Cook bristles at the suggestion she is dismissing rural Missouri and says she has stronger down-home credentials than Kinder.

"I am a person from the country," Cook said. "I grew up in Jackson. He grew up in the 'big town' of Cape Girardeau. I identify very easily with the people outstate, and I think I know what makes them tick."

Kinder, long known as a champion of conservative causes, also says Cook has been on the opposite side of key social issues compared to most rural voters. Cook supports abortion rights and opposed the constitutional amendment banning gay marriage that Missourians ratified in August with 70.7 percent support.

With a statute that she favors specifying that marriage can only be between a man and a woman already on the books, Cook said she saw no legal need for the amendment. On abortion, she says it is a women's rights issue and a decision that should be undertaken without government interference.

Cook says her record as secretary of state provided her with the executive branch experience to be lieutenant governor.

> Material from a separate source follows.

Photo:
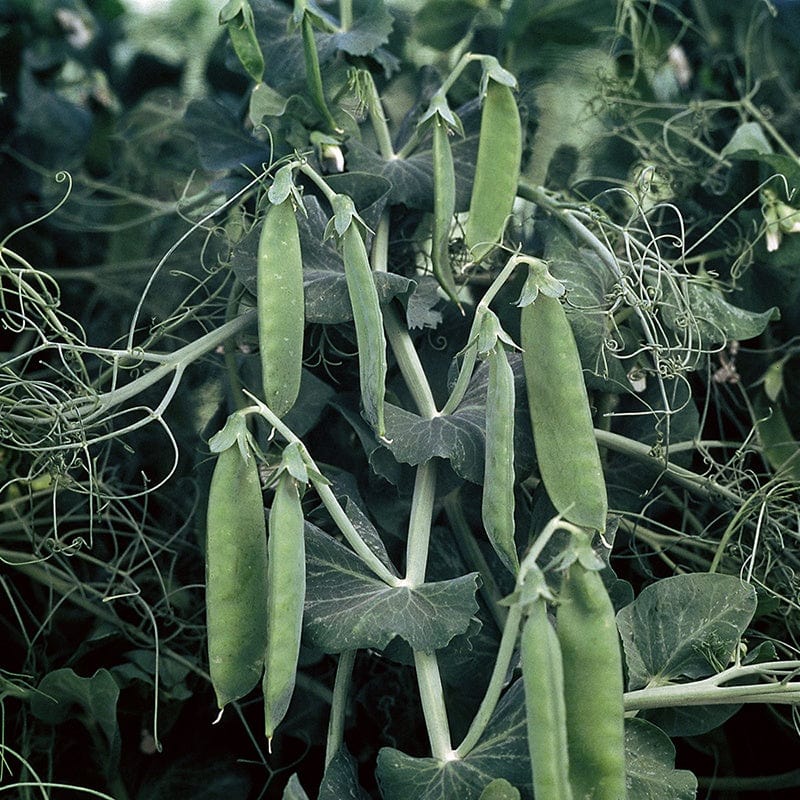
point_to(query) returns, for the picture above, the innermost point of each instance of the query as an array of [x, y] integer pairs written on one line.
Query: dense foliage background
[[132, 160]]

"My job was to go in and clean up the secretary of state's office and make it a great office, and I did that," Cook said. "I think people appreciate my efforts there and know I will put forth the same full-time effort as lieutenant governor."

Although a party's candidates for the top two executive branch offices don't run as a ticket in Missouri, Cook expects to work closely with Claire McCaskill, the state auditor and Democratic nominee for governor, should they both win.

Since the lieutenant governor is the state's official advocate for the elderly, Cook says she would help McCaskill implement her proposal to provide senior citizens with access to low-cost prescription drugs from Canada. Cook would also like a role in pushing McCaskill's agenda on other issues in the Senate, over which the lieutenant governor presides.

"I think she would make me part of her team in an effort to improve education," said Cook, a former member of the State Board of Education.